En outre, la crise sanitaire enfonce le clou d’orientations déjà en cours et souligne le rôle majeur des Régions appelées à relayer le plan de relance national. Celles-ci n’ont toutefois pas attendu le Gouvernement pour agir. Le Grand Est, par exemple, a lancé dès juillet son plan de relance Business Act qui fait plancher vingt-deux groupes de travail, dont un dédié à l’agriculture. Les racines agricoles des élus régionaux missionnés sur l’agriculture ne sont sans doute pas étrangères à l’attention portée au secteur, puisqu’une bonne partie a une exploitation. Cependant, la posture politique ne résonne pas forcément avec les nécessités des professionnels, selon Philippe Sommer, directeur de La Coopération agricole Nouvelle-Aquitaine : « Les Régions ont à répondre à des citoyens électeurs. Nous, nous avons à répondre aux besoins des consommateurs. On doit alors trouver un juste compromis. »

coconstruire avec la profession

D’où l’implication nécessaire des acteurs du terrain dans les réflexions menées par les Régions. Avec, certes, une coopération agricole qui peut avoir des relations plus ancrées avec les services régionaux que le négoce, notamment en matière de recours aux aides. Patricia Ranouil, directrice du Naca, reconnaît que « les négociants n’ont pas tous encore le réflexe de parler de leurs projets et de demander alors des aides ». De son côté, Pascale Gaillot, vice-présidente agriculture du Grand Est, veille à ce que tous les acteurs soient autour de la table, « sinon, je rappelle les absents » : « Nous consultons en permanence les filières. On n’agira jamais contre l’avis des professionnels, même si nous pouvons les alerter sur des points de vigilance. Notre équipe d’élus est en relation permanente avec les chambres d’agriculture, les coops et négoces. »

L’ère de la coconstruction semble être bien effective dans le Grand Est, tout comme elle l’est en Nouvelle-Aquitaine ou dans les Hauts-de-France. « La feuille de route Néo Terra a été bâtie avec la profession comme pour nos autres feuilles de route stratégiques, souligne Charlotte Nommé, directrice agriculture NA. Nous voulons du concret en mettant en place des dispositifs qui auront le plus possible un effet levier pour répondre aux enjeux définis. Aussi, coopératives et négoces sont clairement des partenaires pour travailler avec nous et participer à nos plans protéines, bio, sortie des pesticides, par exemple. » Des liens qui ne peuvent qu’être appelés à se renforcer.

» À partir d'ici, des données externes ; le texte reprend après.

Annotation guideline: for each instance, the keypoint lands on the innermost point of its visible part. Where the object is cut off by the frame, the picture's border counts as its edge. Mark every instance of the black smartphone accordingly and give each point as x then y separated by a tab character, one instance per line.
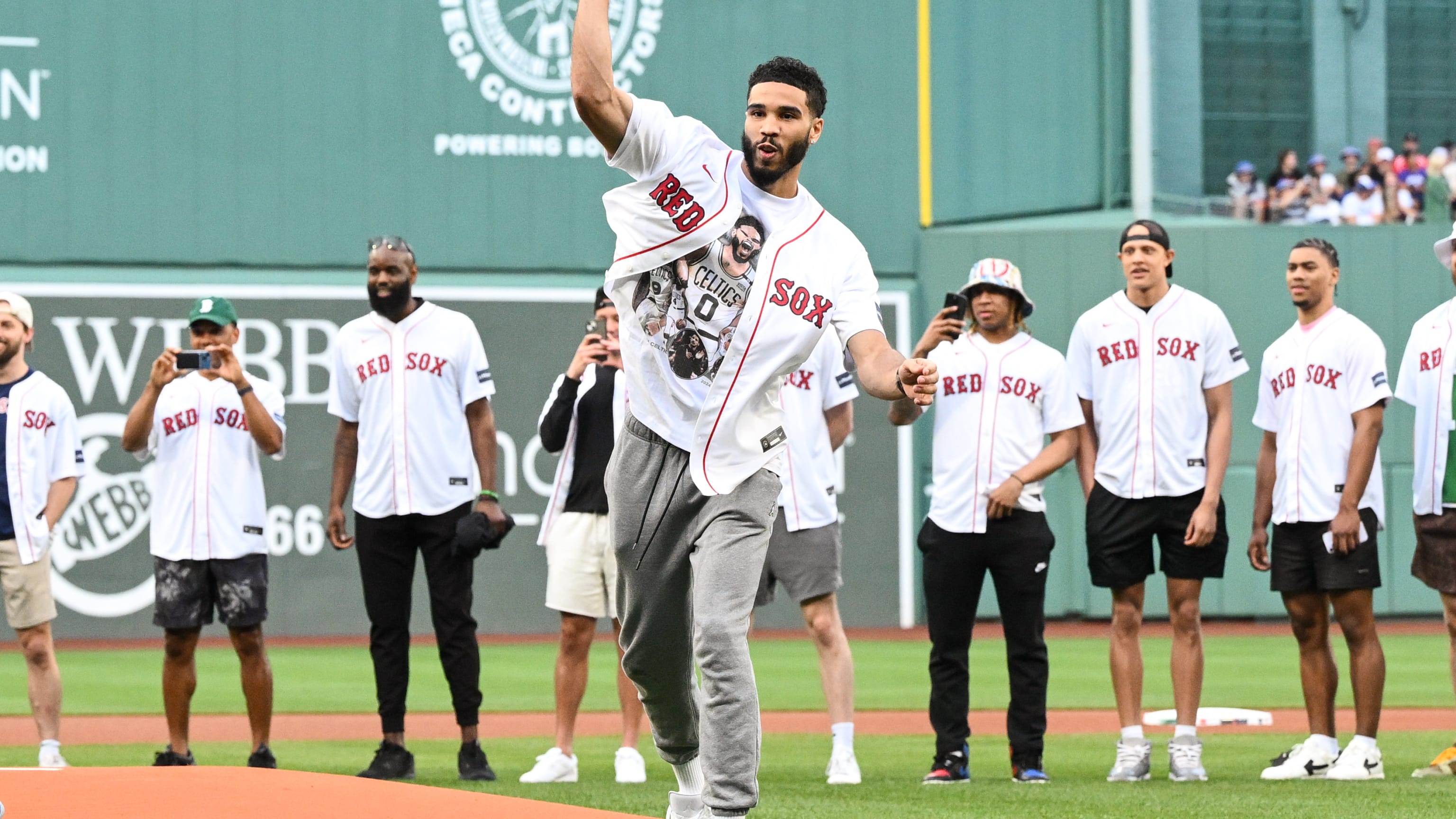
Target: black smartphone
194	360
962	304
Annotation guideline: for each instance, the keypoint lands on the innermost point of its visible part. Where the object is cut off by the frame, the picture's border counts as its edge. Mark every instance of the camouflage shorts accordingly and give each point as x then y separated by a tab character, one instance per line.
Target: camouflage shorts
188	589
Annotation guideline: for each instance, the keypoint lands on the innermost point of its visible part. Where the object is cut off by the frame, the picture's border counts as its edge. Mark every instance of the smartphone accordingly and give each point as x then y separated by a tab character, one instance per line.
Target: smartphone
962	304
194	360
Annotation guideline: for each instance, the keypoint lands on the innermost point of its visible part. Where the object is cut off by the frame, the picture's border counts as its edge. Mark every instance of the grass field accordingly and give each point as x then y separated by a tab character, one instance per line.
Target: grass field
792	782
1253	672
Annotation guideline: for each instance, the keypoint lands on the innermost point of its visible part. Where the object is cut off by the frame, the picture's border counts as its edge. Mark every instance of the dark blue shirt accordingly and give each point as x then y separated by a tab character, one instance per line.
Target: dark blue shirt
6	525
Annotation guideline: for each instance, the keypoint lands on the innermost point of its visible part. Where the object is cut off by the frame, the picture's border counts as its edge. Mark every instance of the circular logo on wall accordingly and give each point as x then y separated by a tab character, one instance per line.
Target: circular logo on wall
105	516
519	52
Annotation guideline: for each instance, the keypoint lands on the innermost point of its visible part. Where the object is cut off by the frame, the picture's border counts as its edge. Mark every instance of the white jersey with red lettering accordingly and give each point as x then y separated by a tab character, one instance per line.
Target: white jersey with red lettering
407	385
996	406
1311	382
1426	384
810	468
207	491
1145	373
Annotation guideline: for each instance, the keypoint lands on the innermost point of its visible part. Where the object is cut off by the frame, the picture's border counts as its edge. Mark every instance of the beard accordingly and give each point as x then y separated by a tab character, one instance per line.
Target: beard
392	304
792	156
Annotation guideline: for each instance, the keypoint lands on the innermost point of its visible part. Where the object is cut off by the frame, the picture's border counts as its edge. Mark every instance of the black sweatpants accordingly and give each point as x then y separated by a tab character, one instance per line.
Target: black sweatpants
386	548
1015	550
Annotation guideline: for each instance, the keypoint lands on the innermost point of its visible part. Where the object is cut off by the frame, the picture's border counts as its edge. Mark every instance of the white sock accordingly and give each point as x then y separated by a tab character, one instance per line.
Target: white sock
689	777
1362	742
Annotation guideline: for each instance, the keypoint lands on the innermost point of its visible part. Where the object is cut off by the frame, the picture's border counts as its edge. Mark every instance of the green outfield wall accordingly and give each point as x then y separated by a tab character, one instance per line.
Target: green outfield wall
1390	279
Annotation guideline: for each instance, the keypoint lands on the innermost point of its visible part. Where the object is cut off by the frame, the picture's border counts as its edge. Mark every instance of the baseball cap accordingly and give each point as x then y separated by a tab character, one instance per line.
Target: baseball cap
215	309
1001	274
18	307
1155	234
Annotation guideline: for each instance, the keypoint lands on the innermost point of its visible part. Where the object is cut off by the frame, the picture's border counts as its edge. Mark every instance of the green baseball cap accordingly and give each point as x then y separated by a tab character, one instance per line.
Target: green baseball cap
215	309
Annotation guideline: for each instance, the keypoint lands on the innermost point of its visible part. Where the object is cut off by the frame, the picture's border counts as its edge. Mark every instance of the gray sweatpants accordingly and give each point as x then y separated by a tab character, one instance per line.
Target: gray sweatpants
688	573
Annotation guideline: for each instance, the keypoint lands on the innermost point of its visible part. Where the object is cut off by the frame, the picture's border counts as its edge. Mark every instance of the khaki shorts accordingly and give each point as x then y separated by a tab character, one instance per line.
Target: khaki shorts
28	600
582	569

Les entreprises y ont tout à gagner, comme le souligne au sujet des PAT Christophe Vaurs, de La Coopération agricole (p. 22).

Des compétences accrues

La fédération nationale des coopératives souhaite justement aller vers une empreinte territoriale plus aboutie. « Un de nos axes stratégiques est de mettre en relation, à l’échelle des régions, les élus des coopératives avec les élus des différents pôles de territorialité », affirme Dominique Chargé, son président.

Cette collaboration est d’autant plus essentielle que les compétences des Régions ont évolué depuis la loi NOTRe en 2015. En effet, leur rôle s’est vu renforcé en matière de développement économique. De même, depuis 2014, les Régions ont la gestion d’une bonne partie des fonds européens du Feader. Sur la dernière décennie, elles ont ainsi pris beaucoup de poids dans la gestion des territoires « et sont devenues incontournables », note Charlotte Nommé. Cependant, les dernières décisions étatiques sur la gestion du Feader pour 2023-2027 retirent des prérogatives souhaitées. En effet, l’État va prendre l’autorité de gestion sur les mesures surfaciques (bio, MAE, zones défavorisées), laissant aux Régions les mesures non surfaciques (installation, investissements, innovation). « Régions de France avait invité à ne pas séparer le surfacique du reste car l’agriculteur pourrait être amené à passer un contrat de transition écologique combinant soutien surfacique et soutien PSE », souligne Pascale Gaillot. Ce contrat de transition, lancé par l’État en 2018, est adopté par une centaine de territoires, soit plus de 200 intercommunalités.

Davantage d’autonomie souhaitée

Des Régions souhaitent en effet plus de décentralisation et d’autonomie. C’est le cas de la Bretagne, avec son président qui demande depuis plus d’un an l’autorité de gestion sur tous les fonds Pac.

Il est vrai que les projets grouillent dans les territoires et ont besoin de réactivité et de proximité pour contribuer à leur réussite. Pour sa part, le Feader peut être mobilisé par les conseils régionaux sur des projets de développement, à l’image du Pôle euro­péen du chanvre (Aube), auquel participe la coopérative La Chanvrière. Ce projet, relevant du Partenariat européen pour l’innovation PEI-Agri, devrait aboutir à la constitution d’un centre opérationnel. Il est doté d’un budget d’1 M€, dont 740 000 € du Feader et 73 000 € du Grand Est.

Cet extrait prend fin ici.